The first thing is to do what we are doing here, that is, sensitizing the population on the various packages about maternal and child health. That is the first thing, and when people are informed, they can also make informed decisions to access our healthcare facilities,” he said.
“Before the child is born, the child needs to be healthy, and after that child is born into this hostile milieu, we need to make sure that the child is protected, and one of the best cost-effective strategies we are using is the Extended Program of Immunization, which makes sure that all children 0 to 5 have access to vaccinations, proper vaccination coverages all over the country. And even before that, we have to make sure, as I said, we have to make sure that all pregnant women have access to antenatal care.”
He revealed that the Department of Family Health is intensifying efforts to reduce Cameroon’s neonatal mortality rate, which currently stands at 406 deaths per 100,000 live births, according to the Demographic Health Survey (DHS) of 2018. The figures, while an improvement from past years, remain a major public health concern.
“90% of all these women who are in the process of procreation must have access to effective and quality Extended Program of Immunization services that provides not only the woman, the pregnant woman but also the future baby is going to be delivered into this hostile environment which is infested with all types of infections,” Dr Ebongo stressed.
“We have what we call Integrated Management of Newborn and Childhood Illnesses, IMC, which prevents a child from common diseases like malaria, common diseases which have become very dangerous to our children, responsible for many deaths like malaria, pneumonia, anaemia, TB, diarrhoea, and even HIV through our PMTCT or Prevention of Conduct to Child Transmission of HIV.”
The Ministry of Public Health is rolling out community sensitization campaigns, improving supply chains for vaccines, and training healthcare workers to provide quality antenatal and postnatal care. Mobile clinics and outreach programs are also being deployed in rural areas to address disparities in health service delivery.

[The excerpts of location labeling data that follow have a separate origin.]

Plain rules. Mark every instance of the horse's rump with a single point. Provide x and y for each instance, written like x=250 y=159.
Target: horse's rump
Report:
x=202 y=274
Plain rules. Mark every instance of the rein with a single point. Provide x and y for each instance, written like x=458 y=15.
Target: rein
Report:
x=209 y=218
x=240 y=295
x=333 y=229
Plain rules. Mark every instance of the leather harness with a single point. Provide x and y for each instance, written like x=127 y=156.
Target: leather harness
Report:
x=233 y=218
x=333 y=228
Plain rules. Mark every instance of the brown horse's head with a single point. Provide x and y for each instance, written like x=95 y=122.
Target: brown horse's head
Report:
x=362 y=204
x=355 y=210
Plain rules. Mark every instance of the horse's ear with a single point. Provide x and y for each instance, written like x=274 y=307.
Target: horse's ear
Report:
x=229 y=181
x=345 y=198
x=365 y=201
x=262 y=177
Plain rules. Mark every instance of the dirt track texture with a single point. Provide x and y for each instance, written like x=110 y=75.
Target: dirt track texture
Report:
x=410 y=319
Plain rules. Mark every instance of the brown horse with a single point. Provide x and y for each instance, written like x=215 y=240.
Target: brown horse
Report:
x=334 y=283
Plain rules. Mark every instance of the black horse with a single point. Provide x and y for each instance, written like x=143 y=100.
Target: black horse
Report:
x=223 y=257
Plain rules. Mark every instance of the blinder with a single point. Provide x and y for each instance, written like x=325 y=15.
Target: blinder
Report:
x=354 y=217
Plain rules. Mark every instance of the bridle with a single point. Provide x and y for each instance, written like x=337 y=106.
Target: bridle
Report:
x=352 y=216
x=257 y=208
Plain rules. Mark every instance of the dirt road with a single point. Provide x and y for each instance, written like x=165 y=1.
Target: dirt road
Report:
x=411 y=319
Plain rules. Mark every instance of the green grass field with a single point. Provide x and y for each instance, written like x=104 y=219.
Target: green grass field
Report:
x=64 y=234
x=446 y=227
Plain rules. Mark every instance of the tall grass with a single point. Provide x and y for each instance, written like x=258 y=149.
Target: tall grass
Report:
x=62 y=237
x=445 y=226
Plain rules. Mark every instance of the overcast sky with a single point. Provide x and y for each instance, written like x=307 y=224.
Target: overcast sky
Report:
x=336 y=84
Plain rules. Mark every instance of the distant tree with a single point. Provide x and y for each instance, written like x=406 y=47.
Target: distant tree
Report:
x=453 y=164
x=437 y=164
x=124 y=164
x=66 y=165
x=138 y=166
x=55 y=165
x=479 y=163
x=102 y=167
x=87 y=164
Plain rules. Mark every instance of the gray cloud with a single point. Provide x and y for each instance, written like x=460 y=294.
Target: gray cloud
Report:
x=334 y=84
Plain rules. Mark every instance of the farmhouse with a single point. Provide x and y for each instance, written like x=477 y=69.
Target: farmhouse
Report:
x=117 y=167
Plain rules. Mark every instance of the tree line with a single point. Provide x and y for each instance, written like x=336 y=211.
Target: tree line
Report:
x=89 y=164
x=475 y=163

Dr Ebongo added: “All this put together with an integrated management system of both mother and childhood coupled with exclusive breastfeeding up to six months after birth and proper nutrition, these methods are very capital that we harness all these strategies together for us to achieve the targets set to us by WHO, that is bending the curve of maternal and neonatal child mortality in Cameroon.”
World Health Day 2025 is being observed under the global theme “Healthy beginnings, hopeful futures,” which emphasizes health as a fundamental human right for all individuals, regardless of background or location. In Cameroon, it has served as a call to action for policymakers, healthcare providers, and families to work together in protecting the country’s youngest and most vulnerable.